The Court of Appeal’s order was set aside and Judge Everall QC’s order restored.


There were initially cries of 'the end to the meal ticket for life' from certain media quarters, but this judgment addresses a far narrower issue than the question of joint lives maintenance. Indeed Mrs Mills still has a joint lives maintenance order, but she was not allowed a second bite of the capital cherry. 

As is apparent from the three Court of Appeal cases referenced above, this is not a novel issue. The Supreme Court has now cemented the position that it is unfair for there to be double recovery. It makes no difference whether it’s a question of capitalisation or variation of maintenance – if housing/mortgage needs have been addressed through the capital element of the settlement then the paying party should not generally have to meet those costs again via maintenance (capitalised or on-going). 

So although we are used to needs being absolutely central to the exercise of discretion, they do not trump all. Fairness will almost certainly demand that there should not be duplication of provision, even if this will cause hardship. 

Clearly the court retains a wide discretion on a variation application and the Supreme Court does not rule out the possibility of maintenance being paid to cover housing costs, but very good reasons will be required.
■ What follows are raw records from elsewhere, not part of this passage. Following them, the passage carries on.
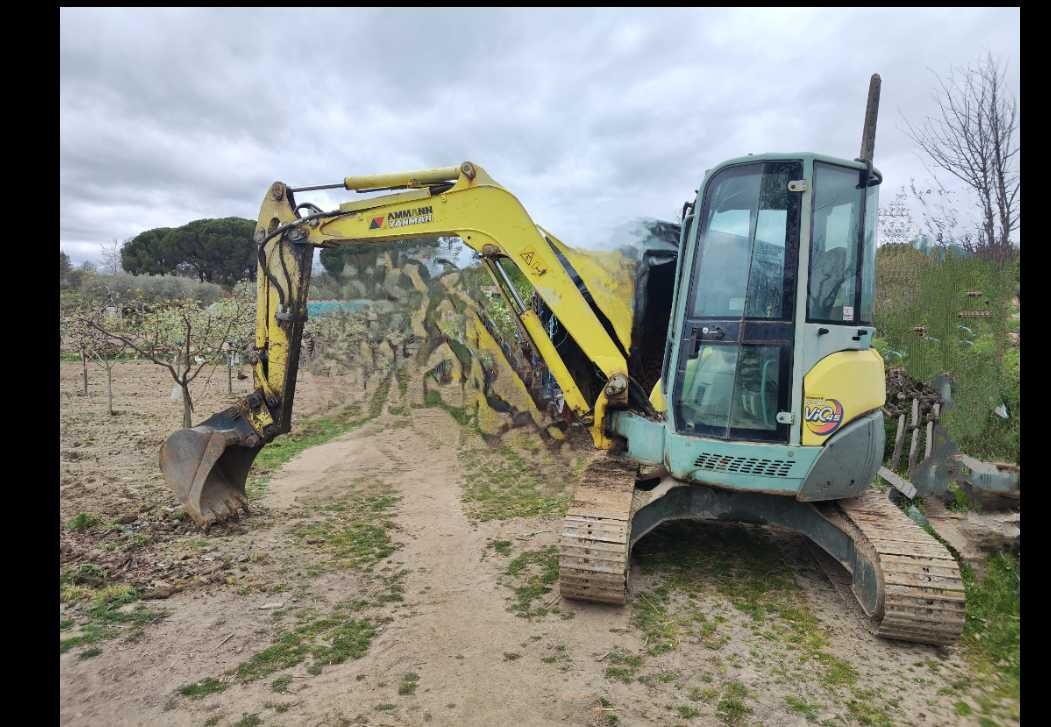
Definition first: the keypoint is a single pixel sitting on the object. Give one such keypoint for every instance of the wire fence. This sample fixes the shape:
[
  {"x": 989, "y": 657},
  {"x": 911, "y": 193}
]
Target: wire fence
[{"x": 956, "y": 315}]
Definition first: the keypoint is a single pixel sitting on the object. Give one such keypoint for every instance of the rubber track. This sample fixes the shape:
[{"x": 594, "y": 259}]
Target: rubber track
[
  {"x": 922, "y": 594},
  {"x": 594, "y": 545}
]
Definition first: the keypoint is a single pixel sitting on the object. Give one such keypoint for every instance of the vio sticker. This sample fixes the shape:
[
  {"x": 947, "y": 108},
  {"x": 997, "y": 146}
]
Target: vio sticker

It seems likely that where there has been an element of choice in the way the capital settlement has been applied and so the additional need generated is the result of investment/lifestyle choice rather than a blameless catastrophe, it is extremely unlikely that the court will expect the other party to meet that need. There are bound to be grey areas, but it is clear that if an individual receives capital intended to provide for their housing, they would be well advised to invest it wisely and not expect a safety net if they don’t use it for that purpose – something IFAs advising divorcing parties should be aware of. 

As Lord Wilson noted, it is somewhat arbitrary to attribute all of the wife’s earned income to meeting her needs other than rent, and consequently deduce that the maintenance paid by the husband is meeting, in this case, 60% of the rent leaving a 40% shortfall (rather than a £4,000 shortfall on her other needs). However if one assumes that the maintenance was effectively paying 60% of the rent, there is double recovery to that extent. In this case the judge had exercised his discretion and concluded it was fair that Mr Mills should have to meet some but not all of Mrs Mills’ rent. 
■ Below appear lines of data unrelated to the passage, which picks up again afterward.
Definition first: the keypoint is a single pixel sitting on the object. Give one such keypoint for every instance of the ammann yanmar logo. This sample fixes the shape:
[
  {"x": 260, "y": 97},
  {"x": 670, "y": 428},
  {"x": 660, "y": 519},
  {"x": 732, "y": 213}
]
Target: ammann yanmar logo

Whilst there is no question the maintenance should not have been increased to meet the whole of the additional rental need, there remain some interesting questions to muse upon: 
1.If the wife’s earned income was lower such that the existing maintenance did not meet any of her rent after her other needs, would a court increase the maintenance to cover part of her rent or leave her with the full £10,200 shortfall? Is significant hardship a good enough reason?
2.And had Mr Mills been able to argue before the Supreme Court that he should not have had to pay any of the wife’s rent at all and therefore that the maintenance payments should be reduced, might he have succeeded, despite the fact that this would have left the wife in a situation of significant need? 
3.Or in a situation where needs are not fully met will the court generally stop short of reducing maintenance, even if part of it is notionally being used to cover a second round of housing costs? 
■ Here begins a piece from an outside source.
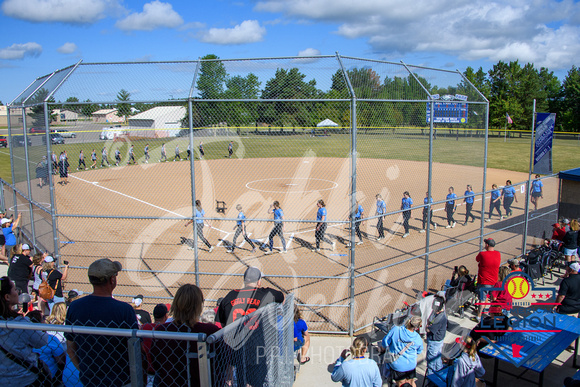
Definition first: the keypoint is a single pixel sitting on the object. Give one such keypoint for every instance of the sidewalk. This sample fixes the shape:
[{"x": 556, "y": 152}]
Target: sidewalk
[{"x": 325, "y": 349}]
Although the Supreme Court deals with the double recovery matter in principle, it remains to be seen whether the court would allow an applicant to suffer significant hardship in practice. The narrow basis of the appeal meant this did not have to be grappled with, let alone broader issues.

It is understood that Mrs Waggott is seeking to appeal to the Supreme Court (from Waggott v Waggott [2018] EWCA Civ 727). This case is at the other end of the spectrum – there is no question of either party suffering hardship, however it raises issues of joint lives versus term maintenance and amortisation of capital. No doubt the “meal-ticket-for-lifers” will be paying close attention.